Second Use Case- Processes that involve a lot of manual activities from the employee’s end. Eg.: recording data across hundreds of spreadsheets with an army of people doing cut-copy-paste for hours.
With RPA, you are not just making the employee experience better but also putting them into something more innovative and strategic.
The myth around RPA is thinking that building a robot would take over all the human labor saving millions overnight for your organization.
Million Dollar Question #4:What according to you is the secret recipe to transform GBS from a cost-cutting to a revenue growth oriented organization?
Key Points
Trust plays a key role in the GBS space today.
You will need to prove yourself one step at a time to contribute to revenue generation- one of the critical activities in any company.
Though GBS has built the reputation of delivering high-value mechanisms, you need to deliver the simpler process first and then build on those successes.
You start proving your mechanisms with the typical AR, AP, or R2R processes and then gradually move upstream to the end-to-ends.
When you start to get into the area of revenue, never go in with a holistic approach on day 1. It will scare your sales leadership.
Instead, go for a stair step approach to revenue.
To sum up, start with the low hanging or less risky processes, and once you prove yourself, take the stair step to the higher processes.
Million Dollar Question #5: There is a lot of confusion about what technology one should use- core ERP systems or modern niche platforms?

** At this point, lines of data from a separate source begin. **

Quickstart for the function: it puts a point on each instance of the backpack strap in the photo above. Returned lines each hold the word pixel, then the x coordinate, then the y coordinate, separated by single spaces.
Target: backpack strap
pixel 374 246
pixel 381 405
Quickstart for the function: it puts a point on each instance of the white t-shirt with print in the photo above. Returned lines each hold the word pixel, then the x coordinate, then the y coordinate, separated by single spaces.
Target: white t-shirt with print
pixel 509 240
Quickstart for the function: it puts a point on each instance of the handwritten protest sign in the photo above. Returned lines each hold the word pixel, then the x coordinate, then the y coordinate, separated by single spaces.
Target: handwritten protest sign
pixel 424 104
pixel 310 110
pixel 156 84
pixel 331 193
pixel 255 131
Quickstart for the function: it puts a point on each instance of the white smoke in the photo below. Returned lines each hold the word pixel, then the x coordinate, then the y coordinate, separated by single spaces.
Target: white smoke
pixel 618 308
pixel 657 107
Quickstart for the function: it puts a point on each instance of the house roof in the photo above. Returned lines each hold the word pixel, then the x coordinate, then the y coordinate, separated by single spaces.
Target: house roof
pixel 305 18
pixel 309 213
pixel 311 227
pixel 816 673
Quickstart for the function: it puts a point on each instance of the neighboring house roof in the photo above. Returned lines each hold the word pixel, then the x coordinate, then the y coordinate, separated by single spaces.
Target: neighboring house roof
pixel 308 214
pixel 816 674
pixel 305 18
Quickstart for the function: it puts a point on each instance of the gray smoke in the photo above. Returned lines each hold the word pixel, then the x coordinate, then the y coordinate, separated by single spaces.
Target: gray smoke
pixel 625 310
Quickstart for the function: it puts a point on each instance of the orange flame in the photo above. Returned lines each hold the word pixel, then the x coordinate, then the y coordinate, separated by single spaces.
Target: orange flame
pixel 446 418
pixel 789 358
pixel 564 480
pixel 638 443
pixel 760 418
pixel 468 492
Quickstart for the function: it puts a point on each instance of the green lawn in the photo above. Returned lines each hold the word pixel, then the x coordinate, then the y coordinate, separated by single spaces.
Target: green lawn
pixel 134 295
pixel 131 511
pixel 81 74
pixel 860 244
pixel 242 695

What, in your view, is the trade-off between the two choices?
Key Points
Firstly, these two are complementary to each other rather than being competitive solutions.
The decision-making process here also depends on figuring out what the challenge is and what do you want as the outcome.
In reality, ERP has grown more through acquisitions rather than innovations, whereas modern cloud solutions offer direct innovation and enable you to cut out the middleman.
If you’re looking to do it faster and it doesn’t have to be innovative, you can stick to the ERP technology.
But if you want something that’s going to drive more value to your business, you need to go straight to a partner and get that plug-and-play solution.
Since you implement these two solutions with a complementary approach, it is critical to find a partner that already has an understanding and experience with your ERP provider.
Million Dollar Question #6: What would you like to leave as parting advice?
Key Points
Many doubt GBS as being a relevant platform in the modern-day, but it is still by far one of the best ways to transform your company’s savings.
But if you just want to do it faster and cheaper, you’re not really a GBS, but operating in the classical shared services or outsourcing model.
GBS organizations are always striving to move up the value chain and do high-value work
Today, it’s all about how we are going to work in new environments where we have to collaborate from home or across geographies- GBS has been doing this for years even before it was fancy.
The problems are just getting more and more complex and the solutions are going to require a diverse set of perspectives.
Diversity and inclusion is more than just a goal, it’s a way of life.
Misc #7: Rob, you were the runner-up in the SSON Impact awards for diversity and inclusion, so tell us a little about how you went about getting there?
Key Points
We were alongside a few companies that were operating diversity and inclusion for many years.
We were in our first year of the journey. So, incredibly proud of the team.
Although a bit disappointed that we didn’t win, we’re going to keep pushing harder until we win the whole category.
I tell people that the dinosaurs didn’t diversify and look where it got them.